Em uma entrevista ao TVLine, a showrunner de Grey’s Anatomy, Krista Vernoff, explicou sua escolha de “matar” o pai de Meredith Grey nesse ponto da trama e como a decisão está relacionada com a sobrevivência de Catherine, de April Kepner e de todos os personagens "poupados" na última temporada.

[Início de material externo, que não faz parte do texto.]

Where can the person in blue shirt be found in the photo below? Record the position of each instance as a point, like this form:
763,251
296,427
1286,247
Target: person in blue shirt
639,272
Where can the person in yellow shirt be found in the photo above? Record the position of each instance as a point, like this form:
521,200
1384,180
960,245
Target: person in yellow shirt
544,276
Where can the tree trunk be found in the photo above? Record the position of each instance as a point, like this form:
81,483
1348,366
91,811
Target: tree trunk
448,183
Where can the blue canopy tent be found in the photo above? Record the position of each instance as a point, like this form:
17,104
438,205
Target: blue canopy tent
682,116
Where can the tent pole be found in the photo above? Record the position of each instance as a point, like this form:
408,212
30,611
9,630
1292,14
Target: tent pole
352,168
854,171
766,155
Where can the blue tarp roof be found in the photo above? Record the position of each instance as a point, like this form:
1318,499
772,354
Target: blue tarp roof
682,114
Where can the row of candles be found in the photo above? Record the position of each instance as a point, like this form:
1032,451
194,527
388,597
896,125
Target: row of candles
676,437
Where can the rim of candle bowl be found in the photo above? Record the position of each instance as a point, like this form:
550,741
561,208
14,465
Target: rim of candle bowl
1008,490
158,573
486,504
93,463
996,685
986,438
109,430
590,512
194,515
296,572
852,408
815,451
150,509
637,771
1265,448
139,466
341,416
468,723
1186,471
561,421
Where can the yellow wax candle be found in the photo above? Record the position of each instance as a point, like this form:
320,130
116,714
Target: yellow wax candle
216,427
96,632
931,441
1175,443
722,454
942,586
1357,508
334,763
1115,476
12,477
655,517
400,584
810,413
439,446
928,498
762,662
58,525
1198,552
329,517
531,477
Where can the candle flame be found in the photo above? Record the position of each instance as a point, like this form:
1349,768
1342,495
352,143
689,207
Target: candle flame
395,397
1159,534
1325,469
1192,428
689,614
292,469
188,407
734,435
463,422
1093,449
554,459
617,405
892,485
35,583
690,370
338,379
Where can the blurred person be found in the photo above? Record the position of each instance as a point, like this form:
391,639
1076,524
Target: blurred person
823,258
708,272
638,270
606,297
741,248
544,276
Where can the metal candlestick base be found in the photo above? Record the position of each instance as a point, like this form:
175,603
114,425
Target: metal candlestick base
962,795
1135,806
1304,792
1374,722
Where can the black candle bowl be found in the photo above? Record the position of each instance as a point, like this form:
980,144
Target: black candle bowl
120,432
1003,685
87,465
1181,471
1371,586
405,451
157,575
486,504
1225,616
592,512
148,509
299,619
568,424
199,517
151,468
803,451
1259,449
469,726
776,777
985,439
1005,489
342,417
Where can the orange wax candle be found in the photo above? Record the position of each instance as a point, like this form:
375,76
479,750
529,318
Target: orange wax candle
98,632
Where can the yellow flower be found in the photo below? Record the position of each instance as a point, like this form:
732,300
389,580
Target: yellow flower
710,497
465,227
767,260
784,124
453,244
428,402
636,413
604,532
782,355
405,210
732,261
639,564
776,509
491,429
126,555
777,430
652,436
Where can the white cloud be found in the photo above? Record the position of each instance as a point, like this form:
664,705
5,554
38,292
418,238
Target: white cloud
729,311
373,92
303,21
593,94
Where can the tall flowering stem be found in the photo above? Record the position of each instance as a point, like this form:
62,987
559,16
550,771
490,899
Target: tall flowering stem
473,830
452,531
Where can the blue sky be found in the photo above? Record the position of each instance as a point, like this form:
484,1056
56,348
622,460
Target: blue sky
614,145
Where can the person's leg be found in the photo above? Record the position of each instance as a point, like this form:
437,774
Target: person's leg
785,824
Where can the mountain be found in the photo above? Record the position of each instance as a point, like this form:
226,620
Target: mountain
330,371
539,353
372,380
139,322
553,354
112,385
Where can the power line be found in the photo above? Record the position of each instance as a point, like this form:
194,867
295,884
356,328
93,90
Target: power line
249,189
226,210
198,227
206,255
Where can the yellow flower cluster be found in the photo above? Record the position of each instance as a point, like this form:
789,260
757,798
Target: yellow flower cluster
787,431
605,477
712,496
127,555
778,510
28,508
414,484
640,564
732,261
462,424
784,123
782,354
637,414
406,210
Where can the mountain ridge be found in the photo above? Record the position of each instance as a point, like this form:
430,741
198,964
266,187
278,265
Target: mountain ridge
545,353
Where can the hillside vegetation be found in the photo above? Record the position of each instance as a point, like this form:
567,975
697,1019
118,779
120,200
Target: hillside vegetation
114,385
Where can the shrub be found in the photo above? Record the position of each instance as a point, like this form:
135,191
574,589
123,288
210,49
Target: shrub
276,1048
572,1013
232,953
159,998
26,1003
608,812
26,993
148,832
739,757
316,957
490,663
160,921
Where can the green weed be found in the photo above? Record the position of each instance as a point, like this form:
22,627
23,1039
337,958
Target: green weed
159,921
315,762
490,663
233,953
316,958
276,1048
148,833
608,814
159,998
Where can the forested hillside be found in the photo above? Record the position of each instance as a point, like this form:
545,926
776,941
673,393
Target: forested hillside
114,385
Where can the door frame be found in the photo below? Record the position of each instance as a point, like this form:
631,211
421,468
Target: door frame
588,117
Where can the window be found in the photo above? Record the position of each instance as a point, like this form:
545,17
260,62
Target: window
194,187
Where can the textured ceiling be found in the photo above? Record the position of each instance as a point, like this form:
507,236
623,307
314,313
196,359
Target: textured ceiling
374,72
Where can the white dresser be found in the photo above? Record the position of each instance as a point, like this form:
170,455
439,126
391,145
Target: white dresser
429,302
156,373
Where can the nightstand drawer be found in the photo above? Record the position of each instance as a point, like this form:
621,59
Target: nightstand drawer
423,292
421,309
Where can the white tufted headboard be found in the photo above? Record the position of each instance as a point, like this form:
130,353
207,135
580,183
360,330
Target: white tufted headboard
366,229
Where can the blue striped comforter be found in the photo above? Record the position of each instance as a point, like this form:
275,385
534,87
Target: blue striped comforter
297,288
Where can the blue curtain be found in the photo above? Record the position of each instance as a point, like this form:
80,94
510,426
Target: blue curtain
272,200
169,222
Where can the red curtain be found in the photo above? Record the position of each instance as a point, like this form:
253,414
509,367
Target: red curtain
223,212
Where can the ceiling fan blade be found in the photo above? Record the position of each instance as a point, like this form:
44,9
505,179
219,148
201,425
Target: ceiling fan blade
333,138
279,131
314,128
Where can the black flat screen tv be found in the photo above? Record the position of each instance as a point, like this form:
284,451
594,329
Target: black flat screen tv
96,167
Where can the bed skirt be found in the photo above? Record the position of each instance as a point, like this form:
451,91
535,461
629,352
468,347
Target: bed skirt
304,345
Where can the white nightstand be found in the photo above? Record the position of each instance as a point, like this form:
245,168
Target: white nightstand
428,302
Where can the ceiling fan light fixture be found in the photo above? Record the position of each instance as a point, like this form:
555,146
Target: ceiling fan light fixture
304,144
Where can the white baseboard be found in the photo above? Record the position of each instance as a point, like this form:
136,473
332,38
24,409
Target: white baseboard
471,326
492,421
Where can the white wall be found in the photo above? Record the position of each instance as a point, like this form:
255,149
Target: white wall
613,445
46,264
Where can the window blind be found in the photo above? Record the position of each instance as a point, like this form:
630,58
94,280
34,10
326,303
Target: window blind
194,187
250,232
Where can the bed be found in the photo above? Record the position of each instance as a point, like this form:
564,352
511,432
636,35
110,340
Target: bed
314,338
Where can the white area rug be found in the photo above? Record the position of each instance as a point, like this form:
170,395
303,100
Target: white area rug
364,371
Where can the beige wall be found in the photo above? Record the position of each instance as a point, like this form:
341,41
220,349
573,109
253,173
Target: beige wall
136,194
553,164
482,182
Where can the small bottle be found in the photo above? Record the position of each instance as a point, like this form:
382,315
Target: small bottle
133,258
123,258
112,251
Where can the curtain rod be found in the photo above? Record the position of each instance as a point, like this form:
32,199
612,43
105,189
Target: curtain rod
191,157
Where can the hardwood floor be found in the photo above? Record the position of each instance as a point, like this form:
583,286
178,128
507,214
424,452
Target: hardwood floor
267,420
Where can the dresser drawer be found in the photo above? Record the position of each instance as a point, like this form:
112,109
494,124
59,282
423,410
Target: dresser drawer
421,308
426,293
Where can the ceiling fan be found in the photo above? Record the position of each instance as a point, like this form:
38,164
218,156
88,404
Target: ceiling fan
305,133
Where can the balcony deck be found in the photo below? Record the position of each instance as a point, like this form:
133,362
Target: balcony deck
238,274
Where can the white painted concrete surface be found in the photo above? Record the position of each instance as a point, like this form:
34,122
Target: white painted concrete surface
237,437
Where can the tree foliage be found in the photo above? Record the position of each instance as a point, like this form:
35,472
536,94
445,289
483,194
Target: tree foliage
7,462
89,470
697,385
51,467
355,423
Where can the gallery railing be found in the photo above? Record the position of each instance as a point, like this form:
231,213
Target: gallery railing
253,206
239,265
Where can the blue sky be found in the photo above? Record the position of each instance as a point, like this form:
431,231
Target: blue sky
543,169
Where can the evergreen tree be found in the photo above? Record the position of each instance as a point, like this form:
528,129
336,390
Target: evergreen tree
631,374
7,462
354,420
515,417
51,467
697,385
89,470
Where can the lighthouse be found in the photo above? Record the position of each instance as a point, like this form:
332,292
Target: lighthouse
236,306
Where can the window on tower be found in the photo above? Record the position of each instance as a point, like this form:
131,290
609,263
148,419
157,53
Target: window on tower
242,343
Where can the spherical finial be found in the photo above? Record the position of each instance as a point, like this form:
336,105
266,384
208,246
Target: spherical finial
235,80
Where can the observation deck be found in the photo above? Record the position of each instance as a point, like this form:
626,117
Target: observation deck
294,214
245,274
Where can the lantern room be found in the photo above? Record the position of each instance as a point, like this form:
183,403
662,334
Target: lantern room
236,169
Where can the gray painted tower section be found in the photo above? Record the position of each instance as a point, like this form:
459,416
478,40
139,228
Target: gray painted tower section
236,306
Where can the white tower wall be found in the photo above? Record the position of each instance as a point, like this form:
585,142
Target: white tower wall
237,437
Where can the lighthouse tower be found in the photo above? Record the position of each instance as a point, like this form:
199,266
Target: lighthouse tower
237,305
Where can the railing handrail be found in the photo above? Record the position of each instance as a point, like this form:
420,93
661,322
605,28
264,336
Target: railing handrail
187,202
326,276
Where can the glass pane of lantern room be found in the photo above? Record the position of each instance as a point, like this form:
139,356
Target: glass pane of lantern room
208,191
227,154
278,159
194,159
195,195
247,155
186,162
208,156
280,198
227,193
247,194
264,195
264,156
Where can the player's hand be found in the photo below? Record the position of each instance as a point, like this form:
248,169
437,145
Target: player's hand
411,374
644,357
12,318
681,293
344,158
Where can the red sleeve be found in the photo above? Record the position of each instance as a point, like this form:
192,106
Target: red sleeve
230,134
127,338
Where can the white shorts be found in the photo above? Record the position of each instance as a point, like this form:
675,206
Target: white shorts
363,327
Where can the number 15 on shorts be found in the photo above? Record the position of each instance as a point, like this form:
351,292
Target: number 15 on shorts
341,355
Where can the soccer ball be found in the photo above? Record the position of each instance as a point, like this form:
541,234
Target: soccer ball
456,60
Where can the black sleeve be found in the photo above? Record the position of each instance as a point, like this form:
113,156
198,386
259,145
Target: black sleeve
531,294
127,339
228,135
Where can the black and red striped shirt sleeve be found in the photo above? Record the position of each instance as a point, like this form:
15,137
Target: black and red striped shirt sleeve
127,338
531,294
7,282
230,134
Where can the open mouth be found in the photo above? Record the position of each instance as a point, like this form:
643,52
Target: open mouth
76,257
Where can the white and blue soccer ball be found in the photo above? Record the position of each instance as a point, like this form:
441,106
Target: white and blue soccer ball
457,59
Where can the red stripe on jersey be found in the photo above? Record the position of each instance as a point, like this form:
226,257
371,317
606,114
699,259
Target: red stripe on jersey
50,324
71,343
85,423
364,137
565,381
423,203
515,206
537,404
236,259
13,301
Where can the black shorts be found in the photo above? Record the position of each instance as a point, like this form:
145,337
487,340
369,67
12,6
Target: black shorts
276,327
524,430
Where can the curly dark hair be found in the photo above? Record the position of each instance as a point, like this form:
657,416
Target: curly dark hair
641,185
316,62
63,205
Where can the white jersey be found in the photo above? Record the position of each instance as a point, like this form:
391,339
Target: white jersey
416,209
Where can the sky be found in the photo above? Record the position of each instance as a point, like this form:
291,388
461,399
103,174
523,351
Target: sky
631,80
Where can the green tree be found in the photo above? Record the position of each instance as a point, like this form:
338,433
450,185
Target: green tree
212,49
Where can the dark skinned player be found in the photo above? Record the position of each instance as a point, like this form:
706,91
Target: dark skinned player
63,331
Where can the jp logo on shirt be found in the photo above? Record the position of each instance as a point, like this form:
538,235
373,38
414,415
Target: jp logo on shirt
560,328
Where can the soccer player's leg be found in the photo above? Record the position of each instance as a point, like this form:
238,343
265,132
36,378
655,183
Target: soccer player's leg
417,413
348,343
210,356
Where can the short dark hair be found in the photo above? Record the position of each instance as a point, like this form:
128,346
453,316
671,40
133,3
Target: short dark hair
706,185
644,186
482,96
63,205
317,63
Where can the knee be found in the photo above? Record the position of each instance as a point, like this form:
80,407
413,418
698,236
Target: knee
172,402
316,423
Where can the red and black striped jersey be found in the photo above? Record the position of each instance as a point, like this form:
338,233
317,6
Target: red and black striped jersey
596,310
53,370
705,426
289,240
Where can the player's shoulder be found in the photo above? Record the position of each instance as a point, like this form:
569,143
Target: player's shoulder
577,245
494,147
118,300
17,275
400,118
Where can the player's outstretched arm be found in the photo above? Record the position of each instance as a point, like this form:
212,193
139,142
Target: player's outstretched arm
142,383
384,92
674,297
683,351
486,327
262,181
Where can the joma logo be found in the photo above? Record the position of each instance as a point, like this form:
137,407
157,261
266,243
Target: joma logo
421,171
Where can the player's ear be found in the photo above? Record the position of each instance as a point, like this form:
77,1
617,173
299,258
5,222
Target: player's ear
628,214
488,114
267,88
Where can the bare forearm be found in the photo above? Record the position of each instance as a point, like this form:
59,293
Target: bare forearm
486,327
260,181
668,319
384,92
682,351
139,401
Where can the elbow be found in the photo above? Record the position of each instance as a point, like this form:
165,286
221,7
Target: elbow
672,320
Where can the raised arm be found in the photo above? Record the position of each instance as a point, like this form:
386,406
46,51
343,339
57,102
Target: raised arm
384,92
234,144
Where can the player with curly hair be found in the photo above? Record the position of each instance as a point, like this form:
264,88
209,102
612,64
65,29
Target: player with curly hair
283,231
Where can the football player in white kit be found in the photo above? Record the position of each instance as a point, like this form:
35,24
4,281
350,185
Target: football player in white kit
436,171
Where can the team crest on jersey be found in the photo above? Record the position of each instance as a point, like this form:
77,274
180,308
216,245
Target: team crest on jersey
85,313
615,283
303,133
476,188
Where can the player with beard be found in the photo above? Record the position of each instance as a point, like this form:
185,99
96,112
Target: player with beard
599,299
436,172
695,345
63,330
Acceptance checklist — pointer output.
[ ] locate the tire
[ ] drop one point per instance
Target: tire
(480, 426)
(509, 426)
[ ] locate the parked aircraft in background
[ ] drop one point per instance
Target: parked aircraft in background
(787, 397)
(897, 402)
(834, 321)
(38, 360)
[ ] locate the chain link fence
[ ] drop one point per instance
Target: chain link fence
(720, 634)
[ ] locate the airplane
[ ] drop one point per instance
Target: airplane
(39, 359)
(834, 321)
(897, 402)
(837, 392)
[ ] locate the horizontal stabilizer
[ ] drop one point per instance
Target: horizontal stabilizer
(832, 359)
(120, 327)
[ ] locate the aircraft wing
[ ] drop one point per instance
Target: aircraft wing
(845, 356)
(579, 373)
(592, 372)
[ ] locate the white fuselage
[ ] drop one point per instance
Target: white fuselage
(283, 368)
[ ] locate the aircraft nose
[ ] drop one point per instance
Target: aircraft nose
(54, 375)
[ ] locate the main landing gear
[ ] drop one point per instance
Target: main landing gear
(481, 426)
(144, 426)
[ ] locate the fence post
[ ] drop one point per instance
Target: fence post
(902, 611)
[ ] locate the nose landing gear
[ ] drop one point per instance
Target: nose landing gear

GreyThatcher Grey morre no episódio 15x11 de Grey's Anatomy

"Fizemos algumas coisas brutais com nossos personagens e esperavámos que eles morressem... mas eles viveram. Então eu disse ‘se você realmente quer que Catherine sobreviva a essa cirurgia, que tão poucas pessoas sobrevivem, e que pareça um milagre: alguém com quem nos importamos profundamente tem que morrer’. E Finchy veio até mim com a ideia do pai de Meredith”, explica Vernoff.

Mas não é só por isso que “The Winner Takes It All” foi marcante. A inspiração de retratar uma pessoa com câncer e que não se enquadra nas categorias de “sobrevivente” ou “vítima” – mas sim alguém que tem que conviver com isso diariamente – veio de dentro da sala dos roteiristas, mas especificamente da produtora Elisabeth R. Finch, ela mesma, a Finchy.

“Krista Vernoff me ouviu falar um dia sobre o quanto eu odiava as palavras ‘batalha’, ‘briga’, ‘ganha’, ‘perde’ quando se trata de câncer. Quão doloroso é, quão destrutivo pode ser para alguém com câncer. Porque o que está ganhando? O que está perdendo? Isso significa que alguém que morreu de câncer simplesmente não lutou o suficiente?”, relatou Finch à revista Entertainment Weekly.

GreyO drama da Dra. Catherine Fox foi inspirado na história real da roteirista Elisabeth R. Finch

A história pessoal dela com a doença é um dos poucos aspectos não-abordados por Grey’s Anatomy, o do paciente funcional. “[Vernoff] então me perguntou se eu consideraria escrever uma história semelhante à minha, de alguém que vive com câncer. Alguém que tem uma doença que está administrando, mas ainda tem uma vida plena, um trabalho, família e amigos. Na maioria das histórias sobre câncer a pessoa está morta ou curada. Não há intermediário. Mas eu moro no meio do caminho. E há mais pessoas como eu por aí com doenças crônicas que estão desesperadas para se verem representadas na televisão”, completou a produtora, que ainda se disse sortuda por poder ver Catherine seguir em frente como ela e tantos outros fazem, e ainda em uma série com o alcance de Grey’s Anatomy.